Researchers have shown that large language models can autonomously control scientific laboratory instruments, writing custom code and refining operating strategies without requiring researchers to have significant programming skills.

The study, posted to ArXiv in April 2025, uses a working hardware setup — configurable as either a single-pixel camera or a scanning photocurrent microscope — as a test bed. The authors demonstrate that ChatGPT can generate functional instrument-control scripts from natural-language prompts, and that LLM-based agents can operate the equipment independently and iterate on their own control strategies.

The Problem: A Programming Wall Between Scientists and Their Equipment

Controlling sophisticated laboratory instruments typically demands proficiency in low-level or specialised programming languages. For researchers whose expertise lies in chemistry, biology, or physics rather than software, this creates a practical barrier. Experiments that could otherwise be designed by domain experts must instead be routed through programmers or constrained to whatever off-the-shelf software vendors provide.
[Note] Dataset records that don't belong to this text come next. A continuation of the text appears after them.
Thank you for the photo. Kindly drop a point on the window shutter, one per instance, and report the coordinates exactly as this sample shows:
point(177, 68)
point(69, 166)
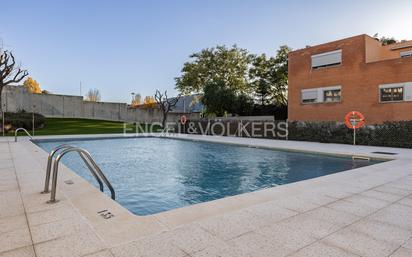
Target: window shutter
point(327, 59)
point(406, 54)
point(310, 94)
point(408, 91)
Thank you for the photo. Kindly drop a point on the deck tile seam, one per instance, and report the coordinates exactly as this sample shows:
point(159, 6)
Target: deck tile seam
point(356, 221)
point(21, 198)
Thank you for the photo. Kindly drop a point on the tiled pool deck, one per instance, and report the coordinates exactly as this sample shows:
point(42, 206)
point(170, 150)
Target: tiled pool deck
point(362, 212)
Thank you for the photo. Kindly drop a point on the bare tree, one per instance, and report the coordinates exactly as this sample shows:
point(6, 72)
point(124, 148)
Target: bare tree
point(93, 95)
point(10, 73)
point(165, 104)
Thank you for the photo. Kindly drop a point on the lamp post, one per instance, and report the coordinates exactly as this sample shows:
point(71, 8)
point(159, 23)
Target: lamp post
point(2, 119)
point(131, 103)
point(34, 106)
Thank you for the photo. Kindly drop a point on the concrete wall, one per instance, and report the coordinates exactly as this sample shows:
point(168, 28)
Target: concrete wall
point(358, 79)
point(65, 106)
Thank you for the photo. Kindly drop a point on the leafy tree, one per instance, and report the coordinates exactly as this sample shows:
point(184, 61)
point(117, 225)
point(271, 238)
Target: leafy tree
point(218, 98)
point(260, 74)
point(243, 105)
point(9, 72)
point(385, 40)
point(215, 65)
point(165, 104)
point(269, 77)
point(149, 102)
point(32, 86)
point(93, 95)
point(137, 99)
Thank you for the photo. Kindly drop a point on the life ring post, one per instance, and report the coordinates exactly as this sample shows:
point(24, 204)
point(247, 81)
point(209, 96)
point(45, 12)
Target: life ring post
point(354, 120)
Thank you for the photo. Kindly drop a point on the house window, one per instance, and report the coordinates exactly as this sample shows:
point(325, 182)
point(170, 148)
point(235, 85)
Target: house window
point(406, 54)
point(322, 95)
point(310, 96)
point(391, 94)
point(328, 59)
point(331, 96)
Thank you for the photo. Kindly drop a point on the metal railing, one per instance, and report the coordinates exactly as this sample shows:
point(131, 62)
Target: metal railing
point(17, 130)
point(87, 159)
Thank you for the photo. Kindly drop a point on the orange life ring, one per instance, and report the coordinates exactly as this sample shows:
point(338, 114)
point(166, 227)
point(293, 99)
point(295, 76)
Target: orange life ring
point(354, 120)
point(183, 119)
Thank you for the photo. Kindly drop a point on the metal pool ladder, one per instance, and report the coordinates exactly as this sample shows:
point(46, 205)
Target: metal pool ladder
point(87, 159)
point(17, 130)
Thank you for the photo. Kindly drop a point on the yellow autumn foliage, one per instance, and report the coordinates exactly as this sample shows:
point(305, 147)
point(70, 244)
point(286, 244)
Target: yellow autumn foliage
point(32, 86)
point(149, 102)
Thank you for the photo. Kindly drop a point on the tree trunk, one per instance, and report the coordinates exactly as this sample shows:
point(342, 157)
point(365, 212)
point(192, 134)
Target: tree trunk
point(1, 99)
point(164, 119)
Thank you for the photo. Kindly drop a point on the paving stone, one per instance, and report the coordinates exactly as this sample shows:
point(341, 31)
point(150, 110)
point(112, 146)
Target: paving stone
point(360, 243)
point(257, 245)
point(232, 224)
point(381, 195)
point(393, 190)
point(320, 249)
point(12, 223)
point(104, 253)
point(320, 222)
point(402, 252)
point(26, 251)
point(14, 239)
point(296, 204)
point(76, 245)
point(396, 214)
point(382, 231)
point(221, 249)
point(191, 238)
point(286, 236)
point(49, 231)
point(52, 215)
point(270, 212)
point(151, 246)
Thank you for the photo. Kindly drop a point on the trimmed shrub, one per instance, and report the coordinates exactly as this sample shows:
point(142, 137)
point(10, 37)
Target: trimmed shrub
point(390, 134)
point(23, 120)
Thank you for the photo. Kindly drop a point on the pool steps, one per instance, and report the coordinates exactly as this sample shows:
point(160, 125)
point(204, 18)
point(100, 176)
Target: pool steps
point(87, 159)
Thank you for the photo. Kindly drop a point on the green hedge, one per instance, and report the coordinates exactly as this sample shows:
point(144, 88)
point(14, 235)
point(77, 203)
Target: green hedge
point(23, 120)
point(392, 134)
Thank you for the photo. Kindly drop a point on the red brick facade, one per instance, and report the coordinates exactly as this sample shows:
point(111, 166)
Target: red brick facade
point(365, 66)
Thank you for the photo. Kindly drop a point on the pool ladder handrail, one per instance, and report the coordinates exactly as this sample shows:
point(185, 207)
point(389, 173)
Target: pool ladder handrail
point(87, 159)
point(23, 129)
point(49, 165)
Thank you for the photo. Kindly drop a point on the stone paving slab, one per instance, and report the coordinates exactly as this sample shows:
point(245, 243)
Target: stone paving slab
point(361, 212)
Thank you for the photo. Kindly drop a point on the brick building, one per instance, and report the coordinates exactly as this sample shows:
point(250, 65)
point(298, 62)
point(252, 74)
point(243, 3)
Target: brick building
point(357, 73)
This is not a minor inconvenience. Custom instrument control is often essential for novel experimental designs, and the gap between a researcher's scientific intuition and their ability to implement it in code can slow discovery or push unconventional experiments off the table entirely.

The authors argue LLM-based tools could democratise laboratory automation, allowing domain experts to focus on science rather than software.

What the Case Study Actually Shows

The team's demonstration centres on a dual-purpose optical setup. In single-pixel camera mode, the system reconstructs images by taking many sequential light measurements rather than using a conventional pixel array. In scanning photocurrent microscope mode, it maps electrical responses across a material surface. Both modes require precise, coordinated instrument control — making them a reasonable stress test for an LLM-driven approach.

According to the paper, ChatGPT was used to produce custom control scripts for this hardware. The authors report that the model could translate high-level descriptions of what the experiment should do into working code, substantially cutting the time and expertise required for setup. These results are self-reported by the research team and have not yet undergone peer review.

The more ambitious part of the work involves extending this into autonomous AI agents — systems that do not just generate code on request but independently operate the instruments, assess the results, and adjust their control parameters. The paper describes agents capable of iteratively refining their strategies, a property the authors frame as a step toward instruments that can conduct experiments with minimal human intervention.

From Script Generator to Autonomous Operator

There is a meaningful distinction between an LLM that writes code when asked and an agent that runs an instrument end-to-end. The first is a productivity tool; the second resembles an automated researcher. The paper positions its work at both points on that spectrum, showing the script-generation capability as a foundation and the agent behaviour as the more forward-looking implication.

The iterative refinement aspect is particularly noteworthy. Rather than generating a single script and stopping, the described agents evaluate their own outputs — presumably against some experimental objective or quality metric — and update their approach accordingly. The paper does not appear to provide detailed quantitative benchmarks on how well this refinement performs compared to human-written control strategies, a gap worth noting.

The choice of instrumentation also matters. Photocurrent microscopy and single-pixel imaging are not routine benchtop procedures; they involve coordinated hardware triggering, signal acquisition timing, and data reconstruction. Automating even a subset of these operations carries more weight than demonstrating LLM control over simpler equipment.

Who This Is Built For

The framing throughout the paper is explicitly about access. The authors emphasise reducing the barrier for researchers who lack computational skills — a constituency that is larger than it might appear. Many working scientists in experimental fields manage their careers with only basic coding ability, relying on established software packages and, where those fall short, collaborators with programming expertise.

If LLM-assisted control can substitute for that expertise — at least for instrument setup and routine operation — it could shift who is able to do what kind of science. Smaller labs without dedicated software engineers, researchers in lower-resource institutions, and scientists trying to prototype novel measurement approaches could all benefit.

The limitations are real, however. LLMs can produce plausible-looking code that contains subtle errors, and in a laboratory context a software bug is not just an inconvenience — it can damage equipment, corrupt data, or create safety risks. The paper does not address in detail how errors in LLM-generated scripts were caught and handled during the case study.

What This Means

If autonomous LLM-based agents can reliably control and adapt laboratory instruments, the bottleneck in experimental science shifts from software implementation toward experimental design — which is precisely where domain expertise matters most.